8月4日、アドビシステムズ(以下、アドビ)は製品のセキュリティ対策について説明するプレスブリーフィングを開催した。Adobe ReaderやFlashをはじめ、幅広いインストールベースを持つ同社製品のセキュリティ対策の取り組みだけに注目を集めた。
インストールベースの増加で攻撃も増加
Adobe ReaderやAcrobatは、2010年前半だけでもいくつかの致命的な脆弱性が発見されており、昨今はマイクロソフト製品よりアドビ製品への攻撃が増えているというセキュリティ調査を出すベンダーもいる。こうしたなか開催された今回のプレスブリーフィングは、アドビ製品のセキュリティへの取り組みを包括的に説明する初めての機会となった。ビデオ会議でプレゼンテーションと質疑応答を行なったアドビシステムズ プロダクトセキュリティ・プライバシー担当シニアディレクター ブラッド・アーキン氏は「現在、アドビの製品はほとんどのコンピュータにインストールされており、攻撃の対象となっている」と述べ、インストールベースの高さが攻撃の増加につながっているという現状を話した。

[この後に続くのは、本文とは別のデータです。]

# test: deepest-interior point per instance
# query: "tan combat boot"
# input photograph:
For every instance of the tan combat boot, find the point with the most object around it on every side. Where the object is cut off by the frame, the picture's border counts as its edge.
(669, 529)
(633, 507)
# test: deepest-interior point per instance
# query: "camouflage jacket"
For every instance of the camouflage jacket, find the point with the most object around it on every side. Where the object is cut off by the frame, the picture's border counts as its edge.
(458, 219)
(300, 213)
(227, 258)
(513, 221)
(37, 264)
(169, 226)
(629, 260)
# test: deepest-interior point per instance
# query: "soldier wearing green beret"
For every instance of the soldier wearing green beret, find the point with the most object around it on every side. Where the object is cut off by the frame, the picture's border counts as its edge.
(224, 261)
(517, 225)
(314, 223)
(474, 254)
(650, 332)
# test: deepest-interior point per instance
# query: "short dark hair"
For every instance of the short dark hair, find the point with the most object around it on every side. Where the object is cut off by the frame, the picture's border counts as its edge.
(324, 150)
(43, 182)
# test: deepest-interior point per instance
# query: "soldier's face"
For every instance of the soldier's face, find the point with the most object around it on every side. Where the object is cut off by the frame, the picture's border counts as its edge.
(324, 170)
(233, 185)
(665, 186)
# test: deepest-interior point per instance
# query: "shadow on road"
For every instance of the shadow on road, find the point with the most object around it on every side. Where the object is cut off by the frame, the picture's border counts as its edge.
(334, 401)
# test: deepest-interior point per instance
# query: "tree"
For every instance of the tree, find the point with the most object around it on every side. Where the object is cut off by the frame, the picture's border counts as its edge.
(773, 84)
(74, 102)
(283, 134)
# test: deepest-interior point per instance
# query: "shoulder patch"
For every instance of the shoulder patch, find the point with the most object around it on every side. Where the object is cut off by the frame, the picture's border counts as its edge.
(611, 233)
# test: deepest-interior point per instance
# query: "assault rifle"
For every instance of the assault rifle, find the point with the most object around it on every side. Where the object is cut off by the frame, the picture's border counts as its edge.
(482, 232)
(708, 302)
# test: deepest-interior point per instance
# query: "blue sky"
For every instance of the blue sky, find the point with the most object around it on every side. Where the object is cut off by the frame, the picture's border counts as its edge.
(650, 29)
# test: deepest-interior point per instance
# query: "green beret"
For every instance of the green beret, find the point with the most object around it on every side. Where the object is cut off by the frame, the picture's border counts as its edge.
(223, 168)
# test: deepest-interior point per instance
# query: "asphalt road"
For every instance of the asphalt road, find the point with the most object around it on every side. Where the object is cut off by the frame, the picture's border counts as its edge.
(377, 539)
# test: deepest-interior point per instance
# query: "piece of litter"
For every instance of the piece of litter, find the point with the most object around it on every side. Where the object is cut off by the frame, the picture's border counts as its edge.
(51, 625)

これに対して、アドビは主要なセキュリティベンダーとの提携やセキュリティを意識したソフトウェアの開発ライフサイクル管理を行っている。また、ASSET(Adobe Secure Software Engineering Team)やPSIRT(Product Security Incident Response Team)という2つのセキュリティチームを組織している。「ASSETは問題を先取りする形でセキュリティの検証を行ない、PSIRTはインシデントの対応を事後対応する」(アーキン氏)という役割を持つという。
さらに同社でインストールベースの高いAdobe Acrobat/Readerのセキュリティについては、より詳細にセキュリティ確保の取り組みが紹介された。ランタイムに関しては積極的にコードの強化を図るとともに、最新WindowsのASLR(Address Space Layout Randomization)やDEP(Data Execution Prevention)にも対応する。また、パッチに関してはアップデーターが改良され、迅速化が図られた。現在、四半期ごとのパッチリリースを中心に、緊急性の高いパッチは迅速に提供している。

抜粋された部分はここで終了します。